The move may lead to a completely new management and board in charge of TIM, perhaps leading to a complete restructuring of the group, which owns operations in Italy and Brazil and the international carrier Sparkle.
Battle lines were drawn up last night when most of the TIM board resigned, with their resignations effective on 24 April. This was a response to a move by Elliott Management to unseat Vivendi CEO Arnaud de Puyfontaine, who chairs the TIM board, and five colleagues, and replace them with their own nominees.
It will not be a case of 24% against 5.75%, but of how the other 70% or so votes – in favour of French media company Vivendi or in favour of Elliott, which wants to break up the company.
The Bloomberg news agency said overnight that “a person familiar with the matter … who asked not to be identified” told it that Elliott “has spoken to dozens of potential candidates [for board positions] who are willing to put their name on its proxy and plans to run its slate against Vivendi’s at the meeting”.
The directors who have resigned are de Puyfontaine himself plus Camilla Antonini, Frédéric Crépin, Félicité Herzog, Anna Jones, Marella Moretti and Hervé Philippe. In addition deputy chairman Giuseppe Recchi had already resigned to take up a new job, as CEO of a Netherlands healthcare group.
Recchi’s position in charge of TIM’s strategic assets, including Sparkle, has been taken up by Franco Bernabè – a former CEO of Telecom Italia who returned to the board last year. The Italian government required an Italian citizen – Recchi and now Bernabè – to be in charge of critical national assets.
Earlier in the month Elliott said it would propose six directors for election on 24 April in place of those it wants removing.
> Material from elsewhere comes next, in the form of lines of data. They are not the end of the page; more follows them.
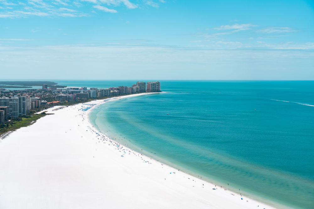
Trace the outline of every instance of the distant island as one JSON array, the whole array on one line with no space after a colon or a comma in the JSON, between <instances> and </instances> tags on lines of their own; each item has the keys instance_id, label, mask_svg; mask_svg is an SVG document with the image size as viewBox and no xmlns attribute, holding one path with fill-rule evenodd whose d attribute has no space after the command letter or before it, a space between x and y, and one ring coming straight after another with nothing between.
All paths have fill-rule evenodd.
<instances>
[{"instance_id":1,"label":"distant island","mask_svg":"<svg viewBox=\"0 0 314 209\"><path fill-rule=\"evenodd\" d=\"M0 88L33 88L33 87L25 86L0 86Z\"/></svg>"},{"instance_id":2,"label":"distant island","mask_svg":"<svg viewBox=\"0 0 314 209\"><path fill-rule=\"evenodd\" d=\"M51 81L0 81L0 85L14 85L13 86L0 86L2 88L32 88L28 86L40 86L44 84L47 84L49 88L65 88L66 86L57 85L57 83ZM19 85L20 86L15 85Z\"/></svg>"}]
</instances>

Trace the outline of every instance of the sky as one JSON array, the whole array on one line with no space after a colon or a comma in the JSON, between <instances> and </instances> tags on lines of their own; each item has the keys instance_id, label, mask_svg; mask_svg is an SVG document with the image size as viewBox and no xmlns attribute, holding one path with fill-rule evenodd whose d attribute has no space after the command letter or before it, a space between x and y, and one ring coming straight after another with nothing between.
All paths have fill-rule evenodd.
<instances>
[{"instance_id":1,"label":"sky","mask_svg":"<svg viewBox=\"0 0 314 209\"><path fill-rule=\"evenodd\" d=\"M0 0L0 80L314 80L314 1Z\"/></svg>"}]
</instances>

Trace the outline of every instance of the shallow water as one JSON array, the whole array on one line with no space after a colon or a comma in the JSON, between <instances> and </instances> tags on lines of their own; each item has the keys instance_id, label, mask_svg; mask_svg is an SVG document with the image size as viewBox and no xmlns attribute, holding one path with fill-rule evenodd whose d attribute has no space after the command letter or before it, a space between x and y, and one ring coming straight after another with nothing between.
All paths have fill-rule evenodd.
<instances>
[{"instance_id":1,"label":"shallow water","mask_svg":"<svg viewBox=\"0 0 314 209\"><path fill-rule=\"evenodd\" d=\"M161 86L166 93L107 102L90 119L122 144L197 177L272 204L314 207L314 82Z\"/></svg>"}]
</instances>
Last night’s decision means that that shareholders’ meeting has been postponed until 4 May.
Vivendi said Elliott was “well known for its short-termist initiatives” and condemned what it called an attempt “to dismantle” the company.
De Puyfontaine said that on 4 May “shareholders will have the opportunity to choose between an industrial plan able to create value in the long term, and a programme of short sighted financial engineering”.